April 23, 2013

Peanuts #8 on sale Wednesday, April 24

The next issue of Boom! Studio's Peanuts comic book arrives on Wednesday, April 24, 2013. The stories in Peanuts #8 are "Ha Ha Herman," "Missing Peace," and "Lone Beagle," accompanied by a handful of classic Sunday Peanuts comic strips. See a preview at ComicVine.

As always, you can find the latest of issues of Peanuts at your local comic book store, or order it from Boom!
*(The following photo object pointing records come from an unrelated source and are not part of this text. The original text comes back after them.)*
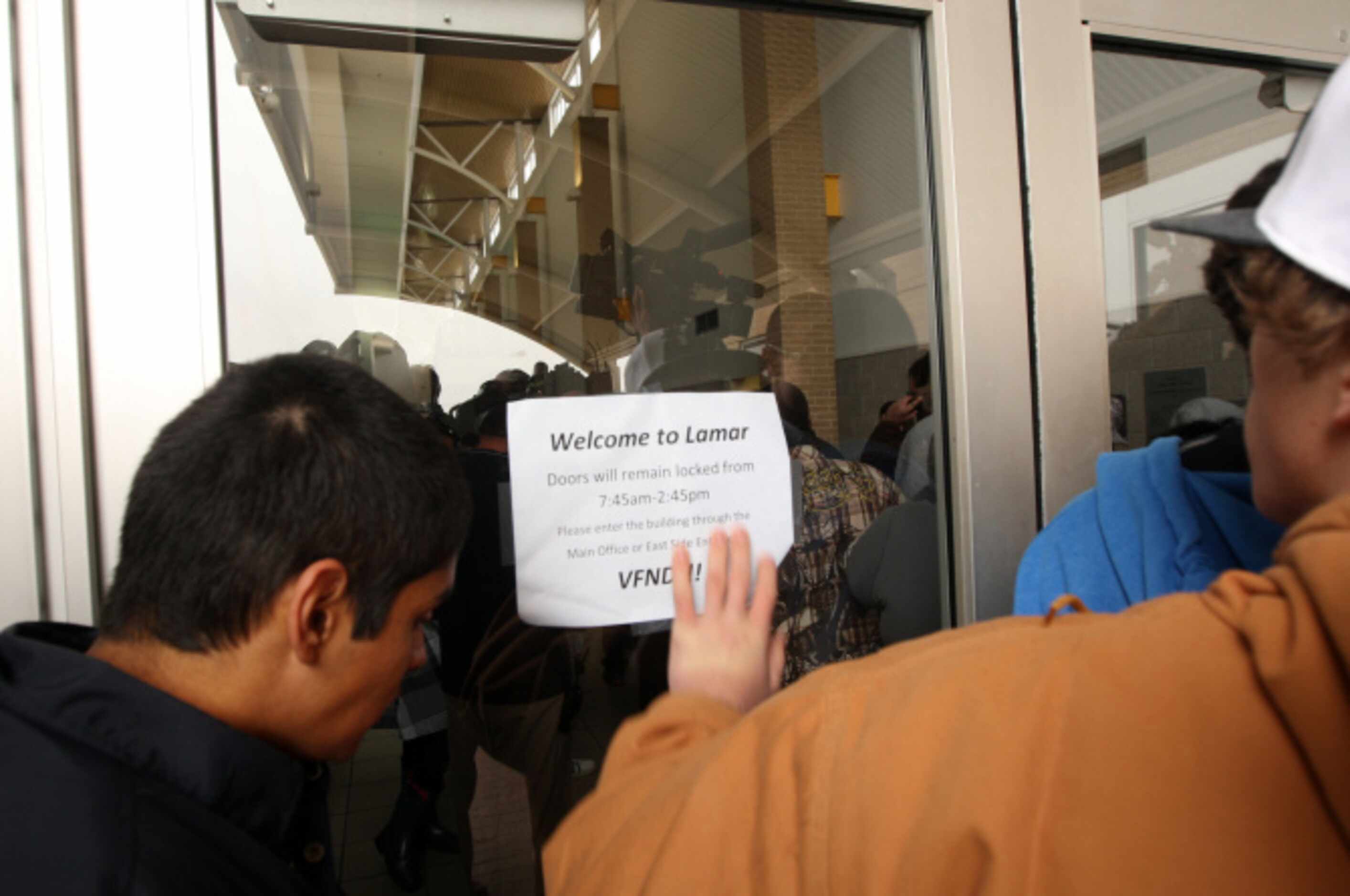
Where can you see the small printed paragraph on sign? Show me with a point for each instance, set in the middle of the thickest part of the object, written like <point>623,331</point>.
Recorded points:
<point>604,488</point>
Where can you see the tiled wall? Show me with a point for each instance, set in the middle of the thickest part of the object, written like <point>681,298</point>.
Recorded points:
<point>1176,335</point>
<point>865,385</point>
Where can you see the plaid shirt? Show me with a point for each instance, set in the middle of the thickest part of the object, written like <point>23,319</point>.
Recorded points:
<point>823,621</point>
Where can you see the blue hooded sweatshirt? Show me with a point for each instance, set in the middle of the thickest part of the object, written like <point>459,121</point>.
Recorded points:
<point>1148,530</point>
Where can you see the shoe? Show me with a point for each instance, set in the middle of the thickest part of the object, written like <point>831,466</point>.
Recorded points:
<point>438,837</point>
<point>404,857</point>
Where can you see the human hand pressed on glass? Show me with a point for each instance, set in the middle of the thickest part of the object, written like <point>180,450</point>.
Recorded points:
<point>728,652</point>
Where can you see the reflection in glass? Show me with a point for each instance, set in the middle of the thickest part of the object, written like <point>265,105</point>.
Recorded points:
<point>698,199</point>
<point>1178,138</point>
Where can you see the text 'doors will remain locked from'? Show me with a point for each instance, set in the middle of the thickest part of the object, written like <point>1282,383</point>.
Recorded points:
<point>604,488</point>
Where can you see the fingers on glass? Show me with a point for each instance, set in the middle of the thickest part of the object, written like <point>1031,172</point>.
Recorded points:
<point>715,597</point>
<point>739,577</point>
<point>682,585</point>
<point>766,590</point>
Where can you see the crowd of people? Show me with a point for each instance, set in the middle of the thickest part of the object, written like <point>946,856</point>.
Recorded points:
<point>303,555</point>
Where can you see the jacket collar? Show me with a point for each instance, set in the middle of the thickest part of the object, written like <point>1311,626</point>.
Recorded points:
<point>1300,644</point>
<point>48,680</point>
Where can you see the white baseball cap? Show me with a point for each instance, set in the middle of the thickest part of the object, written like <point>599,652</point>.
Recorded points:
<point>1307,212</point>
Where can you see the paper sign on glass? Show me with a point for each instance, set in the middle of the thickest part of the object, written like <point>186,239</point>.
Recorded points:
<point>604,488</point>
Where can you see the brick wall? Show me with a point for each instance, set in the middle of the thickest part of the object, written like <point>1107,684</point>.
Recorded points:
<point>788,200</point>
<point>1189,333</point>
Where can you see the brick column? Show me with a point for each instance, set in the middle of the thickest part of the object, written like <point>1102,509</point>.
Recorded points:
<point>788,199</point>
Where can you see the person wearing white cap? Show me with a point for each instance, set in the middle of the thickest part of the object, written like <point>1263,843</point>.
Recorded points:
<point>1172,516</point>
<point>1195,744</point>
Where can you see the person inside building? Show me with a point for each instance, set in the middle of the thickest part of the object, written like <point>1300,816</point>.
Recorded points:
<point>898,419</point>
<point>1172,516</point>
<point>797,420</point>
<point>1190,744</point>
<point>284,539</point>
<point>816,610</point>
<point>511,688</point>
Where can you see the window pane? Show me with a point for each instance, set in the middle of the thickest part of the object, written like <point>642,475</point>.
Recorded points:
<point>718,200</point>
<point>1178,138</point>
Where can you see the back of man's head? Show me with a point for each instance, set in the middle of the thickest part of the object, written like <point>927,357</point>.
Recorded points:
<point>281,463</point>
<point>1228,261</point>
<point>921,372</point>
<point>793,406</point>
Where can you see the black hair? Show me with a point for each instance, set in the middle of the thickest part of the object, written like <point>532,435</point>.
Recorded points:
<point>281,463</point>
<point>793,405</point>
<point>921,372</point>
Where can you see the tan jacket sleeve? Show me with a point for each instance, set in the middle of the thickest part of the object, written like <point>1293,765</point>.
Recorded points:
<point>689,803</point>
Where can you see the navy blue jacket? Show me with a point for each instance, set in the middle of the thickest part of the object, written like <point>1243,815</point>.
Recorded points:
<point>110,786</point>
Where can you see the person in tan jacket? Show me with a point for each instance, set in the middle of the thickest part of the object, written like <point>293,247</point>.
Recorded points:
<point>1197,744</point>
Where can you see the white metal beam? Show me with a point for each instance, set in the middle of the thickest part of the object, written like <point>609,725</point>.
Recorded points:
<point>451,240</point>
<point>553,77</point>
<point>459,169</point>
<point>475,152</point>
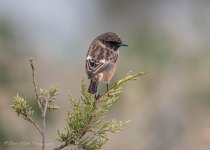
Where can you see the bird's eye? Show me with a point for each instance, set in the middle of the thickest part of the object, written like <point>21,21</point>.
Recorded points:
<point>112,43</point>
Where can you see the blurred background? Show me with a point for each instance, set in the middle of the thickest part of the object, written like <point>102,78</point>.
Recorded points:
<point>169,107</point>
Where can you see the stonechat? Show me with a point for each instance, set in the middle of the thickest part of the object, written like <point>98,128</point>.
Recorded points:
<point>101,59</point>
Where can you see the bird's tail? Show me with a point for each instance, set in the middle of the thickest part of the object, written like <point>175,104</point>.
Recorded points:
<point>93,86</point>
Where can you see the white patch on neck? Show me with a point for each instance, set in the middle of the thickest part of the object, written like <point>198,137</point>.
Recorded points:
<point>89,57</point>
<point>102,61</point>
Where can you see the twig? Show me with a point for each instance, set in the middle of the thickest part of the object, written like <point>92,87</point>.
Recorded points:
<point>43,108</point>
<point>61,146</point>
<point>35,124</point>
<point>34,83</point>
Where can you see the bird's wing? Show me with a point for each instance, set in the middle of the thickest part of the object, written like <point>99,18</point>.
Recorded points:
<point>94,67</point>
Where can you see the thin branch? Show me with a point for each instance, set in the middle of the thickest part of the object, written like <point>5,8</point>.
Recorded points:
<point>42,132</point>
<point>117,84</point>
<point>34,83</point>
<point>35,124</point>
<point>61,146</point>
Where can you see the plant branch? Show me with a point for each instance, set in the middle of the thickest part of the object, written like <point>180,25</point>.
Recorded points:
<point>34,83</point>
<point>42,132</point>
<point>120,82</point>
Studios' website.

The Peanuts comic book will be taking a vacation next month, but will return in June.

April 22, 2013

New Peanuts feature film confirmed to be in 3D

According to a report from The Wrap last week, the Peanuts feature film scheduled to be released in fall 2015 will be in 3D.

This isn't much of a surprise - considering that nearly every film produced by animation studio Blue Sky Studios has been a 3D movie (and, in fact, nearly every animated film regardless of studio is 3D these days) - but it is the first confirmation that the new Peanuts film will be following that trend.

April 2, 2013

The Complete Peanuts 1987-1988 (Volume 19) out now

Volume 19 of Fantagraphics' ongoing reprint series, The Complete Peanuts 1987-1988, has been published and can be ordered from Fantagraphics, Amazon.com, or your local comic book store.

Containing all the daily and Sunday Peanuts comic strips from 1987 and 1988, Fantagraphics describes the highlights of the volume as:

An ill-considered attempt at flirting sends Charlie Brown to the school doctor... Linus's ongoing romance with the too-young "Lydia" of the many names continues... Snoopy is joined in the trenches by his brother Spike... Sally engages in a career as a playwright by penning the school Christmas play but mixes up Gabriel and Geronimo... A hockey mishap sends Snoopy to the doctor for knee surgery... Linus and Lucy’s kid brother Rerun begins to take on the greater role that will lead to him being one of the dominant characters in the 1990s... and Snoopy, inevitably, writes a "kiss and tell" book.

Another notable event in this collection is in 1988, when Schulz changed the daily strips from the "always 4 square panels a day" approach that he had used for 37 years to a more flexible layout with a variable number of panels that weren't always the same width.

The Complete Peanuts 1987-1988 also features a "foreword by Doonesbury author Garry Trudeau," but this is not a newly written piece - it was first published as an appreciation of Charles Schulz in the Washington Post in 1999, and has been reprinted in a couple of other collections about Charles Schulz since then.  Fantagraphics doesn't note this anywhere in the volume - tsk, tsk.

You can see a 15-page PDF preview and more images of the book at Fantagraphics' website.